Pavone del Mella (Brescia) –
…..Vedrai, è gente disponibile, e poi ti aspettano, sono già stati informati che li andrai a sentire. Ti potranno essere di grande aiuto…

Il Direttore mi invitava così a presentarmi alla famiglia di don Bresciani auspicando che: tra te e loro deve nascere fiducia reciproca e sintonie.

L’incontro viene fissato per il primo dicembre 2001, sabato.

Mi accompagnano Annalisa e Stefano.

La casa di Mario e Maria Rosa Bresciani è in Pavone Mella, a est della grossa borgata, proprio di fronte al cimitero Neogotico. Dentro l’abitazione c’è il mausoleo di don Tone, come se qualcosa, o qualcuno, avesse previsto che il libro sul Missionario era, prima o poi, da fare.

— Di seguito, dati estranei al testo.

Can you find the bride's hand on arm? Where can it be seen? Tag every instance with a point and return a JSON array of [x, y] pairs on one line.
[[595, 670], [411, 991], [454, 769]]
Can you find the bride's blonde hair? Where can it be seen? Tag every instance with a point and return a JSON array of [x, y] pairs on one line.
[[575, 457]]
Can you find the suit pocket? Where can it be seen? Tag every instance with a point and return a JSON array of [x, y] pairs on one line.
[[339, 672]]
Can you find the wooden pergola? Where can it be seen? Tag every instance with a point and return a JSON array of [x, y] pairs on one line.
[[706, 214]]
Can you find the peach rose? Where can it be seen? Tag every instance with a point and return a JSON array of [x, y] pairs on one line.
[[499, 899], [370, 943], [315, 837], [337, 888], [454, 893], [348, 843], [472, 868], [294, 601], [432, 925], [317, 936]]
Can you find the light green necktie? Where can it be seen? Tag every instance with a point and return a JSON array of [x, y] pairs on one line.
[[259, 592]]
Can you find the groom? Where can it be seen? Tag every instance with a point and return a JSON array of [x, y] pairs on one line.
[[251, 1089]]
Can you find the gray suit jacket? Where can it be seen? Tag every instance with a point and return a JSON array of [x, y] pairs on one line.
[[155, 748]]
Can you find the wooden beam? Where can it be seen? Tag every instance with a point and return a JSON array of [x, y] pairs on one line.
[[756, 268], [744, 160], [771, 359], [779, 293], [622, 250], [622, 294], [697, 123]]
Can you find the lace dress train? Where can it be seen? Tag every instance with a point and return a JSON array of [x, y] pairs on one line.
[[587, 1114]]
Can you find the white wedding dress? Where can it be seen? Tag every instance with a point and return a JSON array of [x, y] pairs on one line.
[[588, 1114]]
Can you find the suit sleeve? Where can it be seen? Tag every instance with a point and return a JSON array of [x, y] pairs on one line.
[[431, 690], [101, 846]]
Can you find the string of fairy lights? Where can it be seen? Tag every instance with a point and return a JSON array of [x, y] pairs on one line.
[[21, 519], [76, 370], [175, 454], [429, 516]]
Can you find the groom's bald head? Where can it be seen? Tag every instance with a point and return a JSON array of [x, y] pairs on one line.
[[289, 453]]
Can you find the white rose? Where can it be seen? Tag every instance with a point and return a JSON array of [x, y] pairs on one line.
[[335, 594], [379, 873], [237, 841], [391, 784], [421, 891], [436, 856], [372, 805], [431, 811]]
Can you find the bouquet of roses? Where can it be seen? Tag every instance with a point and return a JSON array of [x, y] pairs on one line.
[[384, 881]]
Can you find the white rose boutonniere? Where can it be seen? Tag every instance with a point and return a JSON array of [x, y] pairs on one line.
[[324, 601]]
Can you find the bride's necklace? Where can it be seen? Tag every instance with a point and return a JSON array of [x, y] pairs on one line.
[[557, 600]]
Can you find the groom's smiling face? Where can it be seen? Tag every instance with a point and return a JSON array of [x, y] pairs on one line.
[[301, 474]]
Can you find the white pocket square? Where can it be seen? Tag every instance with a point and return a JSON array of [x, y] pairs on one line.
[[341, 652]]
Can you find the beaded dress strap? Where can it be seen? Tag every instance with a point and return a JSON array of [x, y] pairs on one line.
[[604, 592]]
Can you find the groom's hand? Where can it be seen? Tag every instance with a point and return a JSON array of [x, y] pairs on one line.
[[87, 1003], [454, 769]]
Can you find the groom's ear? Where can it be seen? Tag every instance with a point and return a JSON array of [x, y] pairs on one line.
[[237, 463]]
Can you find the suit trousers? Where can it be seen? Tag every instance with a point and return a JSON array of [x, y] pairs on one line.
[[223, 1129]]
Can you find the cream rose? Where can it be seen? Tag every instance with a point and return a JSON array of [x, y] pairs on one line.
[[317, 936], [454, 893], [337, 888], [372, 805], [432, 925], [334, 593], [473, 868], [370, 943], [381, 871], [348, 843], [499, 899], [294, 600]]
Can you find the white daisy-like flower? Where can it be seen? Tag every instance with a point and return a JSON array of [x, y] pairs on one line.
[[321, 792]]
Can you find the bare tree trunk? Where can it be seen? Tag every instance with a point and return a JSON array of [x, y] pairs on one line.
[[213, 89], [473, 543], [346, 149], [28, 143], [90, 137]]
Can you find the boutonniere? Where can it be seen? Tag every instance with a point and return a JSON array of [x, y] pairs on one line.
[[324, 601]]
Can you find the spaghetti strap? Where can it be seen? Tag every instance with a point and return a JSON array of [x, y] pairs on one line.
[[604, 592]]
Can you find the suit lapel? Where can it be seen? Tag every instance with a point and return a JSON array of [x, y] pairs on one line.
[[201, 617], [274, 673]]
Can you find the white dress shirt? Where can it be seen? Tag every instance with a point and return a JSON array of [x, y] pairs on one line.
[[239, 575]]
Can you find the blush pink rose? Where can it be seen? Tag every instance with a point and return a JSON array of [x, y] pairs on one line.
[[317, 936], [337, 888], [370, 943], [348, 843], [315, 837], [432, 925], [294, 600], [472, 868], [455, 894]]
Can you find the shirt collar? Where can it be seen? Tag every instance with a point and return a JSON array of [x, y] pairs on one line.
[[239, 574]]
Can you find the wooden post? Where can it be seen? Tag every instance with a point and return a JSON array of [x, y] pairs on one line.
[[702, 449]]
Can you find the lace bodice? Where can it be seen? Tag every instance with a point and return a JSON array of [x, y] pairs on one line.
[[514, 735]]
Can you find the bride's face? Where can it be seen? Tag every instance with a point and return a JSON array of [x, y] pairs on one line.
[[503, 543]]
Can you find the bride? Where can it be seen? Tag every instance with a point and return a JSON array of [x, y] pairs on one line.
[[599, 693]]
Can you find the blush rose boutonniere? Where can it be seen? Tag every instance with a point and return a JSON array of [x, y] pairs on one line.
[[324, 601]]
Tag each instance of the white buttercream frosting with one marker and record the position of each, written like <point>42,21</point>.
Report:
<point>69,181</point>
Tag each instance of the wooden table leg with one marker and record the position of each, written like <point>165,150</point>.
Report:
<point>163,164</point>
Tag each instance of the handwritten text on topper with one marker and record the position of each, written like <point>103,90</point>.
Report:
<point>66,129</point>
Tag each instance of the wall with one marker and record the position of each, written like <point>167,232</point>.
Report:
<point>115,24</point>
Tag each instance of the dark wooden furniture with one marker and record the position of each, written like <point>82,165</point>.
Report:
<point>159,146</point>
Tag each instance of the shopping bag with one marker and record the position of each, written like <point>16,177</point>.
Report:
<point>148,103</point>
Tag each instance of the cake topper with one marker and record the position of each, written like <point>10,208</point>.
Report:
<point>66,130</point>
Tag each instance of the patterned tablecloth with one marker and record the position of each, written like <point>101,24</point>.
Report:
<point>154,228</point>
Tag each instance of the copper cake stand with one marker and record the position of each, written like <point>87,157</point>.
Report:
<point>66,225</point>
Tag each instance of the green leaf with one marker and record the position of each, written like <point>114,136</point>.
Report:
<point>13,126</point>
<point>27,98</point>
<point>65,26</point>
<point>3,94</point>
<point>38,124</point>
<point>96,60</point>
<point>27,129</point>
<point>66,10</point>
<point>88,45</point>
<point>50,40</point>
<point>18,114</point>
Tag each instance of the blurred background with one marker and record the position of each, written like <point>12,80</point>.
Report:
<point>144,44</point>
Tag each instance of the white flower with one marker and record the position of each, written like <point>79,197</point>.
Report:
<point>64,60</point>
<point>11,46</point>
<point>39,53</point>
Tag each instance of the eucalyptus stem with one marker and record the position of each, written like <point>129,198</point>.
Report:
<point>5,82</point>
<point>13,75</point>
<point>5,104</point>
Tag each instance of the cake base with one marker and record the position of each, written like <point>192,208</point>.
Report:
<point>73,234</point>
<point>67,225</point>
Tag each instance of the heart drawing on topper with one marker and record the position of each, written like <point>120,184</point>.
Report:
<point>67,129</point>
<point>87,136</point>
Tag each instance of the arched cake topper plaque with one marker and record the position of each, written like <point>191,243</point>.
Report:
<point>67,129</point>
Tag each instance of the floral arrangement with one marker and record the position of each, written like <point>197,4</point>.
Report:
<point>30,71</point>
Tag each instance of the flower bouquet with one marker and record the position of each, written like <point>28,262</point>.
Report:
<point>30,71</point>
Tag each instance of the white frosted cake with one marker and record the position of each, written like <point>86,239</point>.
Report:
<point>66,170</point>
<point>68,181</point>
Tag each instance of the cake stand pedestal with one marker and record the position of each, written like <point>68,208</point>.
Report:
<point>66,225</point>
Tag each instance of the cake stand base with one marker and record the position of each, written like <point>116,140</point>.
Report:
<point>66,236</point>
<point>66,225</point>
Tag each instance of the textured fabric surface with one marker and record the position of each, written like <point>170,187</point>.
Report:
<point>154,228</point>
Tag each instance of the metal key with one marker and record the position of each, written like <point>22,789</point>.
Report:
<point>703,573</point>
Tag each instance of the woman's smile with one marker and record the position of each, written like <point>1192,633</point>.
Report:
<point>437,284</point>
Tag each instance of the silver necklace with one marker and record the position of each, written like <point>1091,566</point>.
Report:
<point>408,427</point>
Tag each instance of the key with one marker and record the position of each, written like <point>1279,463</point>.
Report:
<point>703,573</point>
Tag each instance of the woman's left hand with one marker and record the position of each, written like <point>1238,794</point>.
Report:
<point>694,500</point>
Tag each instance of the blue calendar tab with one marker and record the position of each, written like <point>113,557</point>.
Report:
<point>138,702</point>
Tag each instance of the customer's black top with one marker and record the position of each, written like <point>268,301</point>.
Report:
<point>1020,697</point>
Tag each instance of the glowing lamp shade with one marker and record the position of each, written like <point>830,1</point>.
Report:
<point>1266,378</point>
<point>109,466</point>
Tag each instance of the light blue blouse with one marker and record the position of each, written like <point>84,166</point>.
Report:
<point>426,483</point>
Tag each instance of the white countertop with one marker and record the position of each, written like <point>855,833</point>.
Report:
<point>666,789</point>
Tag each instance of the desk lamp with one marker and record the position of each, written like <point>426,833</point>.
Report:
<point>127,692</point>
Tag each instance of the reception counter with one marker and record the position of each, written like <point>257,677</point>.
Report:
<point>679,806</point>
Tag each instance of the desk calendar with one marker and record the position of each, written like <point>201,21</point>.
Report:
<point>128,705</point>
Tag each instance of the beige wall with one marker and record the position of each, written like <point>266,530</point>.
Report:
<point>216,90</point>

Non potevo sperare di più.

Mario, il fratello del missionario, e sua moglie Maria Rosa li scopro innamorati del “loro” Prete, vivono nel suo ricordo e hanno edificato la loro fede sull’esempio e osservando la vita del parente e amico scomparso. Non hanno figli ma sui tavoli, sui comò e alle pareti, ovunque, ecco volti di bimbi dal colore olivastro, avvolti in stoffe sgargianti: un po’ sorridono, un po’ no… Sono i figli di don Tone, i bambini di una terra lontana, povera, bella. In questa casa c’è più presenza e iconografie di gioventù che in tante altre che ho visitato dove i bambini abbondano. Che miracolo è questo?

Poi il sorriso di Maria Rosa. E’ fiduciosa la Signora: prima per sua natura, poi perché crede che il lavoro verrà bene, sarà fatto bene …Non può che andare così – dice.

E’ lei la custode attenta del ricordo. Lei, la sorella acquisita del Salesiano (gli amici di Antonio l’hanno sempre considerata tale), dopo avermi guardato per una sola volta, incomincia ad attingere a piene mani dalla preziosa mediateca che ha costruito negli anni, da sempre, da quando entrando in quella casa ha incontrato anche Tone, l’uomo della fede.

Mario, il fratello, racconta.

Maria Rosa ascolta e corregge anche la più piccola impercettibile imprecisione. Non è consentito ricordare male: sarebbe come un sacrilegio.

Stefano lo confessa: Ti invidio un Po’ mi dice. Mi sarebbe piaciuto farlo io questo libro.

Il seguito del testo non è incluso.